Survey completed on new parking charges

Survey completed on new parking charges

6 February 2019

A DETAILED survey ordered in the wake of the controversial decision to hike car parking charges across the district has been completed.

Newry, Mourne and Down Council has confirmed that it has collected all survey data and that a workshop involving councillors and council officials will take place later this month to discuss the information.

A report will then be forwarded for discussion to the local authority’s Regulatory and Technical Services Committee in March — 11 months after the controversial charges were introduced without public consultation.

Charges at a number of car parks in Downpatrick and Ballynahinch were increased by 200% in April last year, rising to 40 pence per hour and increasing the cost of a weekly parking ticket to almost £20.

But there is anger in the business community in both towns that while parking charges in their respective locations have been increased, it remains free to park at local authority-owned car parks in Newcastle, Saintfield and Castlewellan.
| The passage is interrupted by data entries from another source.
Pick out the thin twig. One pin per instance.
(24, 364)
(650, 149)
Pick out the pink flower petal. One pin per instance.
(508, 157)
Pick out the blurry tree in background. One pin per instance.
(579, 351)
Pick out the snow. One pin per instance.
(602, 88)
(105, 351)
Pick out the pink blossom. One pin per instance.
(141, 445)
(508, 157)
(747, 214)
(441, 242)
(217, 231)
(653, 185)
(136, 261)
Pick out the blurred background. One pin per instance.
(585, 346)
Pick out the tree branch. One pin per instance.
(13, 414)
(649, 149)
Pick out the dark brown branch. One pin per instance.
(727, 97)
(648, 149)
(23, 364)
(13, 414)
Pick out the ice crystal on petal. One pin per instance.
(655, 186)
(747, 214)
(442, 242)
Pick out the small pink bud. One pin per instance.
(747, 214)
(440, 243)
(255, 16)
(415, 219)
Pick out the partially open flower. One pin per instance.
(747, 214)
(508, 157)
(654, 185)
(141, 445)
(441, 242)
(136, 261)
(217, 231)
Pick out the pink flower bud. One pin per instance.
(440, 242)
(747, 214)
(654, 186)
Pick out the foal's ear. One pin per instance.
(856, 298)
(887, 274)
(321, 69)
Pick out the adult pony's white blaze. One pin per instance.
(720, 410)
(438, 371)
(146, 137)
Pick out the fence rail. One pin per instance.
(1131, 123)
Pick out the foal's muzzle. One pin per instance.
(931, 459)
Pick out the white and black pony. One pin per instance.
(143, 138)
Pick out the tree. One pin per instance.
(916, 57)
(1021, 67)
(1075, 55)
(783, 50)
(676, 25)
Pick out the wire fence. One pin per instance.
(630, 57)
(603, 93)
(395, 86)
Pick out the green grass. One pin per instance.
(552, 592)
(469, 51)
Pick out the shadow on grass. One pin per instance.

Several politicians insist the fact that the council is charging people to park in some parts of the district and not in others contravenes equality legislation and is simply unfair. 

Politicians say car park usage at the Scotch Street and Church Street car parks in Downpatrick has reduced significantly since charges were increased with an obvious knock-on effect on neighbouring businesses. 

Traders have warned that the increase in parking charges has driven shoppers away from the town while homeowners in a number of residential areas have revealed that increasing numbers of shop and office workers are leaving their vehicles outside their homes.

Council officials devised a three-pronged approach as part of a detailed consultation exercise on the charging issue which angered many within the business community.

Public roadshows were held in Downpatrick, Newcastle, Ballynahinch, Castlewellan and Saintfield in tandem with an on-line user survey, while it was agreed that data from car parks which experienced a 200 per cent price increase last spring would be collated to determine the full impact the increase had on the number of people using them.

During one of the roadshows in Downpatrick, traders claimed they had experienced a “dramatic reduction” in footfall after the charges were introduced.

Business owners want the parking charges reduced to their previous level and an explanation why it is free to park in some other parts of the district.

The local authority has defended its decision to increase parking charges, insisting the move is necessary to generate additional revenue as it has been handed responsibility for the maintenance of 80 car parks across the Newry, Mourne and Down area. Previously, the Department for Infrastructure was responsible for the district’s car parks

While traders have called for a public meeting to discuss the issue, council officials have not ruled out this option, explaining their initial focus was collating as much information and views as possible.

A council spokesman confirmed this week that the organisation had collected all survey data in relation to the review of the off street car parking strategy.

He added: “A workshop for councillors has been arranged for late February to analyse the survey data and findings. A report of the key outcomes will be presented to council’s Regulatory and Technical Services Committee in March.”